Afrikalı Taşıyıcılar
Afrika, kesim performansını etkileyen ekonomik, altyapı ve irtibat zorlukları nedeniyle havayolu işletmeciliği için sıkıntı bir pazar olmaya devam etmektedir. Bununla birlikte, bu zorluklara karşın, bölgede hava seyahatine olan talep hala güçlü seyrediyor ve bu da bölümün genel karlılığına geri dönüşe hakikat devam eden hareketi desteklemektedir.
2022
Sektörün 2022 yılı mali performansındaki düzgünleşme evvelki beklentileri aşmıştır. Kesimin 2022 yılı için net ziyanının -3,6 milyar dolar olacağı kestirim edilmektedir; bu sayı daha evvel varsayım edilen -6,9 milyar dolarlık ziyandan (Aralık 2022) daha düşük olması bekleniyor. Faaliyet seviyesinde, performanstaki büyük farklılığa karşın, son bilgiler kesimin vergi öncesi bazda 2022 yılında kâra döndüğüne işaret ediyor.
Sonuç olarak
IATA Genel Müdürü Willie Walsh bölüm karlılığı ile genel değerlendirmesinde şunları kaydetti, “Dayanıklılık günün öyküsü ve optimist olmak için pek çok uygun neden var. COVID-19 krizinin derinliklerinden sonra kesim seviyesinde karlılığa ulaşmak, havayollarının yatırımcıları ödüllendirmesi, sürdürülebilirliği finanse etmesi ve dünyayı daha da tesirli bir formda birbirine bağlamak için verimliliğe yatırım yapması için büyük bir potansiyel yaratıyor. Bu, yalnızca %1,2 net kar marjı ile başarılması gereken büyük bir ‘yapılacaklar’ listesi. Bu nedenle hükümetleri inançlı, sürdürülebilir, verimli ve kârlı ilişkiyi güçlendirecek teşebbüslere odaklanmaya çağırıyoruz” dedi.
Walsh kelamlarını şöyle sürdürdü “2023 için öncelikler ortasında net sıfır karbon emisyonuna hakikat ilerlemeyi hızlandırmak için sürdürülebilir havacılık yakıtları (SAF) üretim teşvikleri, milletlerarası havacılığa uygulanan ekonomik ölçü olarak CORSIA’nın bütünlüğünün sağlanması, hava trafik idaresindeki verimsizliklerin ortadan kaldırılması ve global standartların dengeli bir formda uygulanması yer alıyor.”

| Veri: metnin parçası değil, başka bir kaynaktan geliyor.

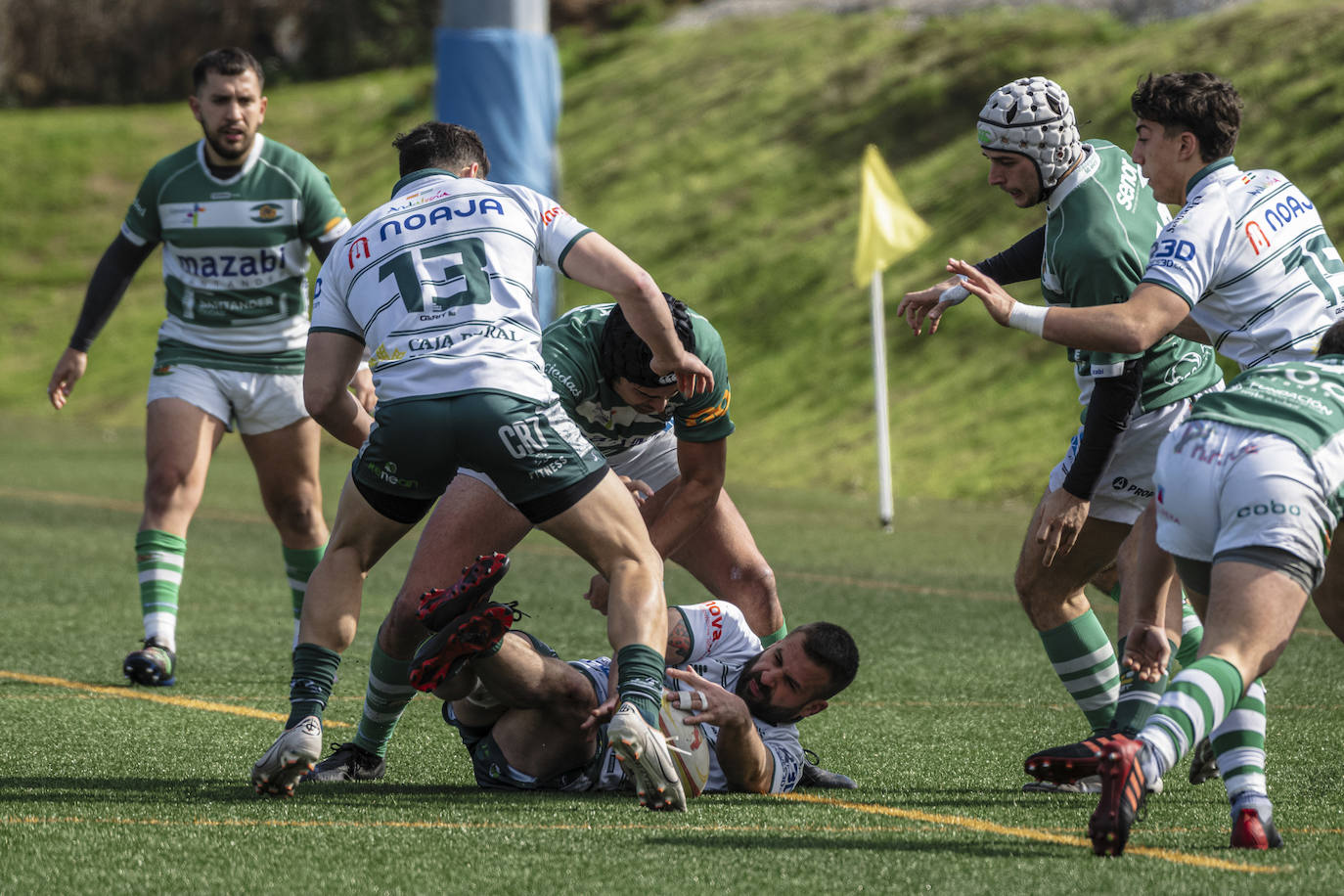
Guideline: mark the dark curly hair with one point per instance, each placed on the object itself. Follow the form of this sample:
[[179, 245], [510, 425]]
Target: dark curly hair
[[622, 353], [1196, 101]]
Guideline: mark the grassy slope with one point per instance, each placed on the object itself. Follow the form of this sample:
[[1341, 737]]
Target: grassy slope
[[726, 161]]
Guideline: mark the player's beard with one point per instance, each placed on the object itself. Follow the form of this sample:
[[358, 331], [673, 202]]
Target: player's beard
[[225, 152], [761, 708]]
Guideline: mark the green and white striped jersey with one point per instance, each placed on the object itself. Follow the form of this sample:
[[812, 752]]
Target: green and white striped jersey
[[570, 351], [1251, 258], [1099, 225], [236, 254]]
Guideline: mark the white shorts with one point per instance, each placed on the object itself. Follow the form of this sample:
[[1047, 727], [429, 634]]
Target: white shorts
[[1224, 486], [652, 463], [1125, 484], [257, 402]]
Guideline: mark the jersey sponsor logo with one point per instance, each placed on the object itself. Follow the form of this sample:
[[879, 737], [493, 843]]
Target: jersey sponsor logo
[[358, 248], [715, 623], [1285, 211], [1168, 252], [1128, 188], [417, 220], [381, 356], [1256, 234], [710, 414], [226, 266], [552, 214], [266, 212], [560, 378]]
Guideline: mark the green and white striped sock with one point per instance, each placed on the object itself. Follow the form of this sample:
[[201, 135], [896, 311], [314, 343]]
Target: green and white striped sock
[[158, 561], [1085, 662], [1196, 701]]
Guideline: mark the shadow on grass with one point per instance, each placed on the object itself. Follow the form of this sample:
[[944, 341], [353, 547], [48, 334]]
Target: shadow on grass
[[893, 840]]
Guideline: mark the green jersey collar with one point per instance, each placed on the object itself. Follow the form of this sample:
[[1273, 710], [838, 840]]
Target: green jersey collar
[[420, 175], [1206, 171]]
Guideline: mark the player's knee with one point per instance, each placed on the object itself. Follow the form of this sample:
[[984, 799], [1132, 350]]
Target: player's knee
[[298, 514]]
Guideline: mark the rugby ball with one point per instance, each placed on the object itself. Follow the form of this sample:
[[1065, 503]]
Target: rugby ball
[[689, 747]]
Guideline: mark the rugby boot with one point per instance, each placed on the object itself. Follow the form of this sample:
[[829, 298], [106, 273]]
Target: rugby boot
[[643, 752], [1203, 763], [446, 651], [1253, 831], [1124, 787], [154, 665], [441, 606], [348, 762], [290, 758], [813, 776], [1066, 765]]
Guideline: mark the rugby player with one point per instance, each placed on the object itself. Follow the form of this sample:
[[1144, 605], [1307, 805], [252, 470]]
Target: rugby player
[[438, 285], [236, 214]]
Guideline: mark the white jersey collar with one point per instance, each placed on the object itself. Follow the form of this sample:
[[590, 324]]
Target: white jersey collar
[[1082, 172], [252, 155]]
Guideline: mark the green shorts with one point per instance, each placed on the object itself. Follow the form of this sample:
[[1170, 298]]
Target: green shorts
[[535, 454]]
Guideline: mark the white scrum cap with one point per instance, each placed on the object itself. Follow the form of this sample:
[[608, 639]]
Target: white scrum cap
[[1032, 117]]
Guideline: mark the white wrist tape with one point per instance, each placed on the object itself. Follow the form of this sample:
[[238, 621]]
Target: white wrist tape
[[1030, 319], [955, 294]]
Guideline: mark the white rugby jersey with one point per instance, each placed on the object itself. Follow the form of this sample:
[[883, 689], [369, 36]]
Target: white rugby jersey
[[438, 284], [1250, 255], [722, 645]]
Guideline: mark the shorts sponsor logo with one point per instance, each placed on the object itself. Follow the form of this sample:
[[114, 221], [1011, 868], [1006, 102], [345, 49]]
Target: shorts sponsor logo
[[547, 470], [1272, 508], [1121, 484], [386, 471], [523, 437]]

Yolcular inançlı, sürdürülebilir, verimli ve kârlı bir havayolu sanayisine güveniyor. IATA’nın yakın vakitte 11 global pazarda yolcularla yaptığı bir anket sonuçlarına nazaran; katılanların %81’inin pandemiden uçmanın mümkün kıldığı özgürlüğü daha fazla takdir ettiğini ortaya koydu. Tıpkı çalışma, yolcuların havayolu sanayisinin oynadığı kıymetli rolü de ortaya koyuyor:
– Yolcuların %90’ı hava yoluyla kontağın iktisat için kritik değerde olduğunu söylüyor
– %91’i hava seyahatinin çağdaş ömür için bir gereklilik olduğunu söylüyor
– %88’i hava seyahatinin toplumlar üzerinde olumlu bir tesiri olduğunu söylüyor
– %82’si global hava nakliyeciliği ağının BM Sürdürülebilir Kalkınma Gayelerine (SKH’ler) değerli bir katkı sağladığını belirtti
– %96’sı son uçuşlarından mutlu olduğunu tabir etti ve
– %77’si uçmanın parasının karşılığını verdiğini söyledi.